In step 12-3, according to the position transformation relationship between the actual camera coordinate system and the virtual camera coordinate system, normalization processing is performed on the face image to obtain the corrected face image.

In the embodiments of the present disclosure, the computer system can use the position transformation relationship between the actual camera coordinate system and the virtual camera coordinate system to perform processing such as rotation, affine, and zoom transformation on the face image to obtain the virtual camera coordinate system. Of the face image.

FIG. 8B shows a schematic diagram of normalization processing of acquired facial images according to an exemplary embodiment, where the image P0 is the facial image collected by the actual vehicle camera C0 for the driver, and the image P1 represents the normalization processing described above. The corrected face image in the virtual camera coordinate system obtained later is equivalent to the driver's face image collected by a virtual camera C1 facing the driver's head.

Referring back to FIG. 7, in step 12222, the line of sight direction detection is performed based on the corrected face image to obtain the first detected line of sight direction.

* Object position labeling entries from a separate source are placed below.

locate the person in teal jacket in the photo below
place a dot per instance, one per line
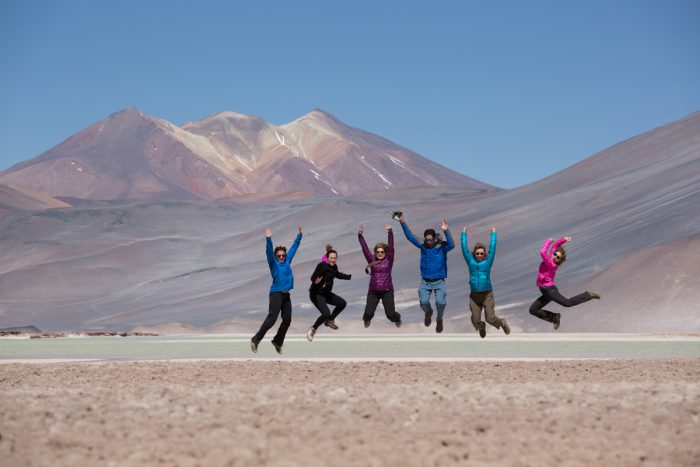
(433, 269)
(280, 263)
(481, 296)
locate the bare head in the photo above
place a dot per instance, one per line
(559, 256)
(331, 254)
(380, 251)
(430, 237)
(479, 252)
(281, 253)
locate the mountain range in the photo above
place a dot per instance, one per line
(185, 262)
(130, 156)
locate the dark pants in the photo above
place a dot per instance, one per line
(551, 294)
(387, 299)
(279, 302)
(321, 301)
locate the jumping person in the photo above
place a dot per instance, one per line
(380, 284)
(551, 260)
(280, 263)
(479, 263)
(433, 268)
(321, 292)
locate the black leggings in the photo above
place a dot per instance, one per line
(280, 303)
(551, 294)
(321, 301)
(387, 299)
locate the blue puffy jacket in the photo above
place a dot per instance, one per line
(479, 271)
(433, 261)
(282, 277)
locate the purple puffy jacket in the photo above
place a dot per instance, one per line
(380, 280)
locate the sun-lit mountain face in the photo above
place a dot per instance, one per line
(633, 211)
(131, 156)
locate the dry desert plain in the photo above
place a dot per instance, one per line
(284, 413)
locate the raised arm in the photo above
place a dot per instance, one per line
(465, 248)
(268, 248)
(318, 273)
(559, 243)
(295, 246)
(390, 243)
(544, 251)
(492, 247)
(450, 243)
(340, 275)
(363, 244)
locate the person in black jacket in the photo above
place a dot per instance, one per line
(321, 292)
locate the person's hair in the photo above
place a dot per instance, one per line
(478, 246)
(381, 245)
(563, 254)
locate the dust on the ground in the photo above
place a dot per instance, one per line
(616, 412)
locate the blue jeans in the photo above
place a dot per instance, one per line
(440, 290)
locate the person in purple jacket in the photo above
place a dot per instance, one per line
(554, 256)
(380, 284)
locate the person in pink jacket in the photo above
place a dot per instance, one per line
(554, 256)
(379, 265)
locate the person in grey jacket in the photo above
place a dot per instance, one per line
(479, 263)
(433, 268)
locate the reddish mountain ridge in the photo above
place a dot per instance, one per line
(132, 156)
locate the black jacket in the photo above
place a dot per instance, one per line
(329, 273)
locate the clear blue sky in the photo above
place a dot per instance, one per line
(503, 91)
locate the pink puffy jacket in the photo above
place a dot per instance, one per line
(548, 268)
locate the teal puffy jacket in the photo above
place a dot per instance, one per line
(479, 271)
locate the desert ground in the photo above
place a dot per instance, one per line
(284, 413)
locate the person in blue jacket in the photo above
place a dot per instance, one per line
(433, 269)
(481, 296)
(280, 263)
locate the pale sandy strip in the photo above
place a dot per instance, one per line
(321, 359)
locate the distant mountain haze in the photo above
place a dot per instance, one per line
(131, 156)
(195, 265)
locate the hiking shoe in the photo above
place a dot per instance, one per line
(505, 327)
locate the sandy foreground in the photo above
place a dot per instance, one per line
(565, 412)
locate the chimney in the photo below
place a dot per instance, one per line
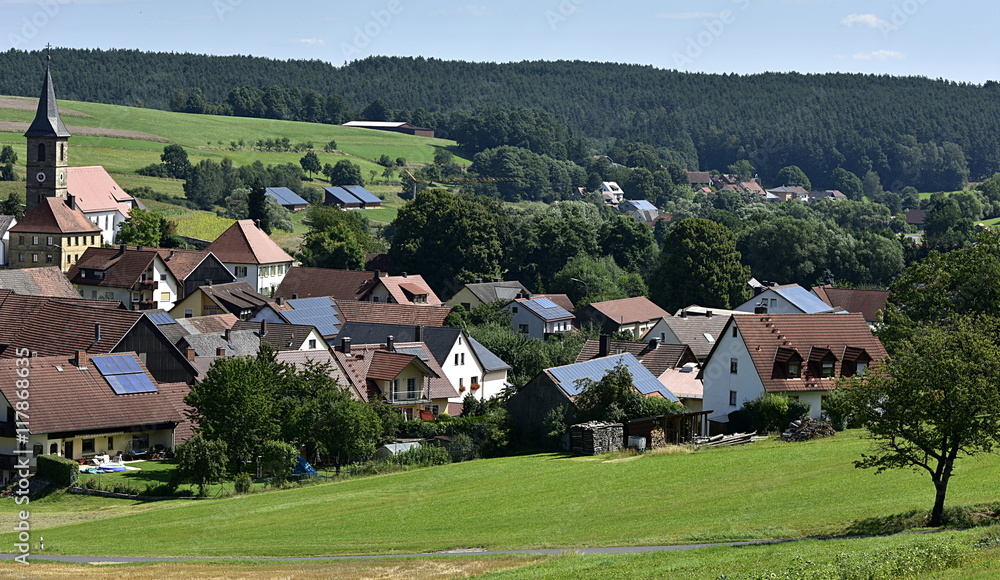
(605, 346)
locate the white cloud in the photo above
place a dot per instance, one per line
(869, 20)
(879, 55)
(688, 15)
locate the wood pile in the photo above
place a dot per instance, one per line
(596, 437)
(806, 429)
(723, 440)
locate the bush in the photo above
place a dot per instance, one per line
(242, 483)
(57, 470)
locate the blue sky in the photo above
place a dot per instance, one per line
(955, 40)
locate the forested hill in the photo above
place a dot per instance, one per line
(892, 125)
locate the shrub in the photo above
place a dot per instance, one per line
(57, 470)
(242, 483)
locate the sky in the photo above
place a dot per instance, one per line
(954, 40)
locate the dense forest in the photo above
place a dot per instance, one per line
(910, 131)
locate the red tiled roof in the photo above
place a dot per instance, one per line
(867, 302)
(72, 399)
(403, 288)
(772, 336)
(302, 282)
(245, 243)
(380, 312)
(53, 216)
(629, 310)
(96, 191)
(122, 268)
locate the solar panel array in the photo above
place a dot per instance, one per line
(160, 318)
(123, 373)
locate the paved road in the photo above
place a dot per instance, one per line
(550, 552)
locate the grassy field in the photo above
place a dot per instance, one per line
(766, 491)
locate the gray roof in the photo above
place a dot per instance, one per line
(491, 362)
(566, 377)
(490, 292)
(241, 343)
(691, 330)
(47, 121)
(438, 339)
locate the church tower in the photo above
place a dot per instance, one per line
(47, 148)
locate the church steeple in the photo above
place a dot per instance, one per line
(47, 145)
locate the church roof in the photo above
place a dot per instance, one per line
(53, 216)
(47, 122)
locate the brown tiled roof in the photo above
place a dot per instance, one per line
(656, 360)
(122, 267)
(182, 262)
(245, 243)
(867, 302)
(213, 323)
(45, 281)
(773, 336)
(404, 288)
(95, 190)
(53, 216)
(560, 300)
(315, 282)
(380, 312)
(72, 399)
(629, 310)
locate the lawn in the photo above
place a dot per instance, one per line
(765, 491)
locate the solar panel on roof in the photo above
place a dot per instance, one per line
(545, 303)
(160, 318)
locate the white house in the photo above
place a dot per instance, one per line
(800, 355)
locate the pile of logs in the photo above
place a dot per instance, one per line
(806, 429)
(734, 439)
(596, 437)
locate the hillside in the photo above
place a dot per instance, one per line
(819, 122)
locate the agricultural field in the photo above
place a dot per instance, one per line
(766, 491)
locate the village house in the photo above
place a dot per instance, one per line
(251, 256)
(799, 355)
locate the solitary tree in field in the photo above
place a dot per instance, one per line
(934, 401)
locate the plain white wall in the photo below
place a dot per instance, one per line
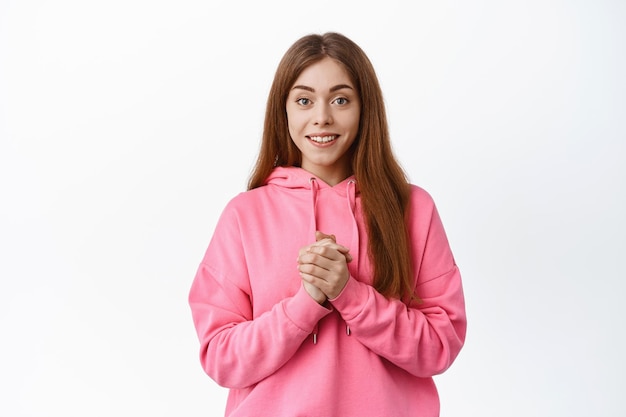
(126, 125)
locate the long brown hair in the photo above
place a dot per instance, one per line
(382, 183)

For example, the first detected line of sight direction is the three-dimensional line of sight direction information in the virtual camera coordinate system, and may be a three-dimensional direction vector.

In the embodiment of the present disclosure, the normalized face image that has undergone the above-mentioned normalization processing may be input to a trained neural network for detecting the line of sight direction to detect the three-dimensional line of sight information of the person in the above-mentioned corrected face image. The aforementioned neural network for detecting the direction of the line of sight may include a deep neural network (DNN) such as a convolutional neural network (convolutional neural network, CNN), etc.

In step 12223, perform coordinate inverse transformation processing on the first detected line of sight direction to obtain the person's line of sight direction information in the face image.

In the subsequent stage of gaze area detection, it is necessary to input the gaze feature vector in the actual camera coordinate system to the gaze area classifier. Therefore, in the present disclosure, after the computer system detects the line-of-sight direction information in the virtual camera coordinate system, that is, the first detected line-of-sight direction, it is also necessary to perform the upper first detection line-of-sight direction from the virtual camera coordinate system to the actual camera coordinate system. The coordinate inverse transformation process is used to obtain the line-of-sight direction information in the actual camera coordinate system.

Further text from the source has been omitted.